The Co-Creators Are George R. R. Martin And Jane Goldman, Writer Of ‘Kick Ass’ And ‘Kingsman’
As the author behind the entire A Song of Ice and Fire series, George R. R. Martin is understandably one of the co-creators of this pre-Thrones spinoff. However, he's not working alone. Veteran screenwriter and producer Jane Goldman worked with Martin to develop the series and will serve as the eventual showrunner.
Bringing an impressive resume in the action genre, Goldman wrote critically acclaimed blockbusters such as Kick Ass, Kingsman: The Secret Service, and X-Men: First Class. That’s good news for fans accustomed to the large-scale battle sequences, which are a signature of later Game of Thrones seasons.

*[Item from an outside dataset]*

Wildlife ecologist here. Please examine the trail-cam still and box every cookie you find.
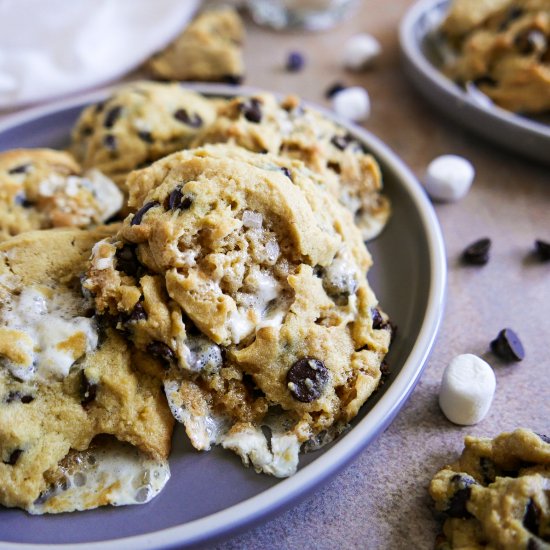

Don’t Expect 'The Story We Think We Know'
HBO announced the series with an enticing tagline:
Only one thing is for sure: from the horrifying secrets of Westeros’s history to the true origin of the White Walkers, the mysteries of the East to the Starks of legend... it’s not the story we think we know.
Well-versed fans familiar with all of George R. R. Martin’s continuity know no matter how much they read, their theories can always fall apart. Martin is a gifted world-builder, positioning the legends and lore in his series through the lenses of in-world historians, and thus fallible.
In other words, centuries of misinterpretation could have warped the version of history presented in A Song of Ice and Fire. Chances are reasonably good there are still plenty of surprises to come for even the most diehard Thrones supporters.
Established Events Like The Dance Of The Dragons And Robert’s Rebellion Will Be Avoided
George R. R. Martin wrote a lot of extended continuity for his A Song of Ice and Fire series - maybe too much, according to some fans still waiting for the release of The Winds of Winter. Despite this abundance of canonical material, the first Game of Thrones prequel series will disregard most of it in favor of exploring a much earlier era.
Well-established events like the Dance of the Dragons, Robert’s Rebellion, and the adventures of Dunk and Egg occur after the era the announced prequel will take place. Those stories could be rich wells for the other prequel series in development, but they must wait their turn for the HBO spotlight.